Featured Image: Leslie Hittmeier
We were nearing the top of our line, just 400 vertical feet to go, when all of a sudden, something just didn’t feel right. The color in my face quickly faded and my heart raced at an irregular and alarming rate. My legs shook and my hands were numb. I was having a full-blown anxiety attack, nearly 3,000 vertical feet above the parking lot, with three feet of fresh snow and hazardous avalanche conditions plaguing the backcountry. I had two options: internalize what I was feeling, therefore putting the rest of my group at risk should my internal chaos continue or I could speak up, and let everyone know how I was feeling about the current situation. At the risk of cutting the day short, I communicated with my partners—Exum Guide Jessica Baker, professional skier Michelle Parker and fellow Academy participants Paige Johnston and Devyn Parnes—that I wasn’t feeling well. Where I thought I would face frustration and opposition to ending the “Advanced Ski Tour with Michelle Parker” clinic early, I was met with quick action and reaffirming affection—namely, a group hug to keep my panic from escalating any further. As a group, we made the decision to rip skins where we were on the skin track and make a swift descent back to the car, avoiding avalanche terrain and other hazards as best we could along the way.
While this experience is certainly on the extreme end of the spectrum, it serves as a great example of what you can learn and experience at the Arc’teryx Backcountry Academy. Last week, for a third consecutive year, the infamous ski town of Jackson, Wyoming, played host to the Arc’teryx Backcountry Academy. In partnership with Jackson-based Exum Mountain Guides, the Arc’teryx Academy affords hundreds of skiing and snowboarding participants the opportunity to learn, explore and push their personal boundaries in Grand Teton National Park under the watchful eye of skillful mountain guides.
With clinics spanning all levels, abilities and disciplines, the event is geared toward any skier or snowboarder looking to progress in the backcountry. Whether that’s starting with the very basics or continuing to build upon an already-established foundation, the Arc’teryx Academy is an invaluable resource for all winter backcountry explorers. On top of gaining new skills, like creating anchors and self-rappelling in the beginner “Intro to Ski Mountaineering” clinic and how to utilize Google Earth, CalTopo and Gaia to navigate through an unfamiliar zone in the advanced “How to Ski a New Line” class, participants also have the opportunity to hone-in their backcountry travel with the help of Arc’teryx athletes like Michelle Parker, Eric “Hoji” Hjorleifson, Sam Kuch and Lucy Sackbauer.
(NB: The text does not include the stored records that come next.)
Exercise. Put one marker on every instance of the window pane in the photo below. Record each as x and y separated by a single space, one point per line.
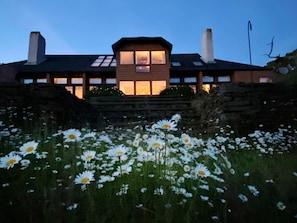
142 57
127 57
224 79
143 88
60 80
158 86
95 80
158 57
265 80
111 81
142 68
76 80
127 87
190 79
41 80
207 79
175 80
28 81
Beyond the backcountry, aprés-ski events are scheduled everyday to expand the overall experience of the Arc’teryx Academy to the entire Jackson community. Based at the Center for the Arts in town, eager Academy participants and curious locals, alike, gathered to feast on movie premieres, including Colter and Electric Greg, educational seminars like Route Finding with Modern Technology, interviews with backcountry legends like Bill Briggs and musical acts, including Emancipator, to let loose after a long day of schooling.
The highlight aprés event for me was, without a doubt, the Bill Briggs interview, hosted by Greg Hill. Bill Briggs is credited as “The Father of Extreme Skiing” due in large part to his historic first ski descent of the Grand Teton in 1971. In 45 minutes, Briggs shared numerous ski memories, including that of hopping head-first over a cornice on the Grand Teton, not once but twice, and confirmed that he did, in fact, convince his doctor to fuse his hip at the ideal angle to be able to continue skiing. He can’t sit or stand properly but based on the look on the 88-year-old U.S. Ski and Snowboard Hall of Famer’s face, he wouldn’t have it any other way.
Back at the Taggart parking lot in Grand Teton National Park, our all-female crew enthusiastically traded high fives for the successful ski day. While I was at first embarrassed and ashamed that my mind and body had turned against me, I drove away from that start zone with a newfound understanding and appreciation of the backcountry, the necessary support system of my partners and the signals my body sends me when something isn’t right. I spoke up for myself and safely made it back down the mountain without putting anyone else in harm’s way. Because of the Arc’teryx Academy, I am a significantly better—and smarter—backcountry skier.